First understand that ID is not a single theory. It is a class of hypotheses with the common features that the motivating force behind universal creation is not random but was created by the deliberate action of an intelligent life form.
ID is a hypothesis, not a proven conclusion. Furthermore, a proven form of ID would necessarily have data to indicate the specific nature of intelligence and method.
Those opposed to ID are closed minded, unscientific, and rule out a hypothesis without any basis for doing so, particularly since several constructs of ID fit all the data we have today. They reactionarily exclude ID as a hypothesis simply because it could be consistent with the Bible in some forms. That is atheistic thinking.
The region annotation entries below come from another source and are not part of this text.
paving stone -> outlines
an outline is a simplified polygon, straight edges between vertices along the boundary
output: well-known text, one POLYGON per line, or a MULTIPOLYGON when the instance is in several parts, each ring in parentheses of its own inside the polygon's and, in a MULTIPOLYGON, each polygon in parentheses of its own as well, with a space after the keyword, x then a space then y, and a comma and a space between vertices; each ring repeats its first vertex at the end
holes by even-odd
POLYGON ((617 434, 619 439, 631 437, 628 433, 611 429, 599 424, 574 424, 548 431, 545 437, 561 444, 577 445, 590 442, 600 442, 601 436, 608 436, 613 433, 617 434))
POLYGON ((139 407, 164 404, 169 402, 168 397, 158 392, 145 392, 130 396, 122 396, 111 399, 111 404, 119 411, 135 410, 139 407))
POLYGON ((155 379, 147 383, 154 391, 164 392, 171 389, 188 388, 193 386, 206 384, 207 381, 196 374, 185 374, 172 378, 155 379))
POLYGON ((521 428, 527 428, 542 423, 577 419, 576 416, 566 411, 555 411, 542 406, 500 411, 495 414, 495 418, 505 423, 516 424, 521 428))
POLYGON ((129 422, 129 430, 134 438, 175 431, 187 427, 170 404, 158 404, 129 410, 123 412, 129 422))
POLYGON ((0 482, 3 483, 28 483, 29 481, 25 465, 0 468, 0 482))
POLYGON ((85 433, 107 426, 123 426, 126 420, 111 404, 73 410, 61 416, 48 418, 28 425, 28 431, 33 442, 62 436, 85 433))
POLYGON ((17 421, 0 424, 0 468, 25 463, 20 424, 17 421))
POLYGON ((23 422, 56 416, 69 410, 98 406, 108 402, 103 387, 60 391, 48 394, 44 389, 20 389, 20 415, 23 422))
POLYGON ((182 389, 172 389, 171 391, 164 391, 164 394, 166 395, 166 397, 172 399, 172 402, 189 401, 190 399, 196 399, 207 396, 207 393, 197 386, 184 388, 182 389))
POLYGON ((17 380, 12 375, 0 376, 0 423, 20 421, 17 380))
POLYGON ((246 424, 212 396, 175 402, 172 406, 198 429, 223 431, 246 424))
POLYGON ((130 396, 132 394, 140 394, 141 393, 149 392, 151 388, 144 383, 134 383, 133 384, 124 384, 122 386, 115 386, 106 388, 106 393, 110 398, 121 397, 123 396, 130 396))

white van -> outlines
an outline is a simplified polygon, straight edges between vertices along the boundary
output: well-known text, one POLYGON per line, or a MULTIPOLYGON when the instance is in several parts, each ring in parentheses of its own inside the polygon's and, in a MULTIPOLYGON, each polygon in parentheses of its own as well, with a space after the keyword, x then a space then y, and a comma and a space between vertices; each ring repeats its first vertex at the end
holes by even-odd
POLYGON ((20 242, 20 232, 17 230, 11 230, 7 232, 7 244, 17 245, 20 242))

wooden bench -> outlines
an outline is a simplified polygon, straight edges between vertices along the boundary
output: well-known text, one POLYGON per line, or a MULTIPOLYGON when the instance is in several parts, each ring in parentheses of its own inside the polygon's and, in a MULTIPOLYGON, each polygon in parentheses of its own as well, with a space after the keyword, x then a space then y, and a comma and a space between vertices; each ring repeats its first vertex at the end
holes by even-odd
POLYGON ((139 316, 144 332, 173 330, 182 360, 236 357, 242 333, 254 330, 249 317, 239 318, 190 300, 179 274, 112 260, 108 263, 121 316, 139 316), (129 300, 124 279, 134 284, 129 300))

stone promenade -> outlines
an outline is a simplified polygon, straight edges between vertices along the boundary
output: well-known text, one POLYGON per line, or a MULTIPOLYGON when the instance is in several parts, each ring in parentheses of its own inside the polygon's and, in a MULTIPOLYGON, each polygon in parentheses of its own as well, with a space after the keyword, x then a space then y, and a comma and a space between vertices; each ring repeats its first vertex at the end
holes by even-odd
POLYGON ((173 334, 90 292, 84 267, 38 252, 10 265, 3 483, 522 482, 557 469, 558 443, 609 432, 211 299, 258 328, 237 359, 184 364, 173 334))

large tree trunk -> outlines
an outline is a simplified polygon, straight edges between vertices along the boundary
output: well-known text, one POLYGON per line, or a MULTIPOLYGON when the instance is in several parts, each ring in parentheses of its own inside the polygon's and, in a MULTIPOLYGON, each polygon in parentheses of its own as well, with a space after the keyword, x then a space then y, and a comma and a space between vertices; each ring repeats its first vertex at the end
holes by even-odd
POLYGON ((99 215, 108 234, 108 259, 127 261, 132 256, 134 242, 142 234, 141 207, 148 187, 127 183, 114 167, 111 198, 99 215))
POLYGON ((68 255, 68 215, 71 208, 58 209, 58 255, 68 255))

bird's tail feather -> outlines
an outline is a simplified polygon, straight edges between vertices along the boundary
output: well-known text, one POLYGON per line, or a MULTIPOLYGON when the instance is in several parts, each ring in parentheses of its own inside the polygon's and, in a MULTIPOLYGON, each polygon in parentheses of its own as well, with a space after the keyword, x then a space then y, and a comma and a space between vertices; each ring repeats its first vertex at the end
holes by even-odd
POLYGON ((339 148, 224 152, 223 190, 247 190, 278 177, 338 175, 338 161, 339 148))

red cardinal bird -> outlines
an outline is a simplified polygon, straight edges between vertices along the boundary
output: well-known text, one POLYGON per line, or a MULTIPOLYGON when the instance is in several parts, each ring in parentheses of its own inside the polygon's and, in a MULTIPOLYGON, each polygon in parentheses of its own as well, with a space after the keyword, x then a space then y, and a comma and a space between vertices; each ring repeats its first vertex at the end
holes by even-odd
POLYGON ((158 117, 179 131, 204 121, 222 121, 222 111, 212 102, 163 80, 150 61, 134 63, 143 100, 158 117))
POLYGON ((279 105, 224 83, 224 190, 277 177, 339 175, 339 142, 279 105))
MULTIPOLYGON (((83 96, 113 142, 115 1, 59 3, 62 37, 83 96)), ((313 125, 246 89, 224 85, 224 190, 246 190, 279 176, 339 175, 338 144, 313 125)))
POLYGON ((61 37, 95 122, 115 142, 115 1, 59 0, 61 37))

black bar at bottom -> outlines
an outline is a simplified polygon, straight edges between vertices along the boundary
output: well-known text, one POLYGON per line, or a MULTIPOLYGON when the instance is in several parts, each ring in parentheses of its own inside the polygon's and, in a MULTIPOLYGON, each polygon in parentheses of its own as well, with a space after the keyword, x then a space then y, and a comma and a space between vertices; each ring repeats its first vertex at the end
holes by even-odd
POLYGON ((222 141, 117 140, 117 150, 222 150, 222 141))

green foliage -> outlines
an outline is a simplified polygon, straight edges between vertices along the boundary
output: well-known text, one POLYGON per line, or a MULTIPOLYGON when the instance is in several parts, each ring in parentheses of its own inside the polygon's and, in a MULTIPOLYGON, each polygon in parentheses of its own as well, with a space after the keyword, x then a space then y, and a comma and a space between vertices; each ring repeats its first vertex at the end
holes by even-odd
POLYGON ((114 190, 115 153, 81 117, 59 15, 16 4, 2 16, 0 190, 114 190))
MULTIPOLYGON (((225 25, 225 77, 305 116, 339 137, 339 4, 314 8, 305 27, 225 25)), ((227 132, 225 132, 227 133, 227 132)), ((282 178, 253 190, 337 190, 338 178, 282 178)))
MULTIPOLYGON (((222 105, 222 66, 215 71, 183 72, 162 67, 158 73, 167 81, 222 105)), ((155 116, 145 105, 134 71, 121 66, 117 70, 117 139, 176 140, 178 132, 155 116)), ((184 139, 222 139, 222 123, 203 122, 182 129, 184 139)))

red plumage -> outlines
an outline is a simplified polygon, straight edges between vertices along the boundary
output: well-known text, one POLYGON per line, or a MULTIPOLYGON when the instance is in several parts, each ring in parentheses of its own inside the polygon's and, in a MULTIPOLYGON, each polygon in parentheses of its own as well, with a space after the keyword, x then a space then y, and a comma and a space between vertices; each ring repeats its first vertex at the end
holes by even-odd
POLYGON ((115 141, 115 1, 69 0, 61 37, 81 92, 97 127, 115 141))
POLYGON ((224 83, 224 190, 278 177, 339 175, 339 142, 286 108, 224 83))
Scientific proponents of ID are not stating ID is the only possibility. (The labels in textbooks did not state that ID was a certainty either)
So ID is not a statement of faith because it does not presume the ID is a god, as required by most religious faiths. It is simply a possible set of solutions.
BTW: In science anytime we brainstorm a set of possible solutions to a problem we do not exclude any possible solution just because something similar may have beeen mentioned in the Bible. That would be unscientific and absolutely bigoted. It would also be stupid.
I agree with that.
A statement of faith does not have to imply it is in relation to "religeon".
The Supreme Court ruled that secular humanism is a religeon and its charictoristic is a belief in the theory of evolution.
I recognize their right to have statements of faith as part of their belief system. To deny them that right would be bigoted.
They call their statements of faith "scientific beliefs". They can call it what they want.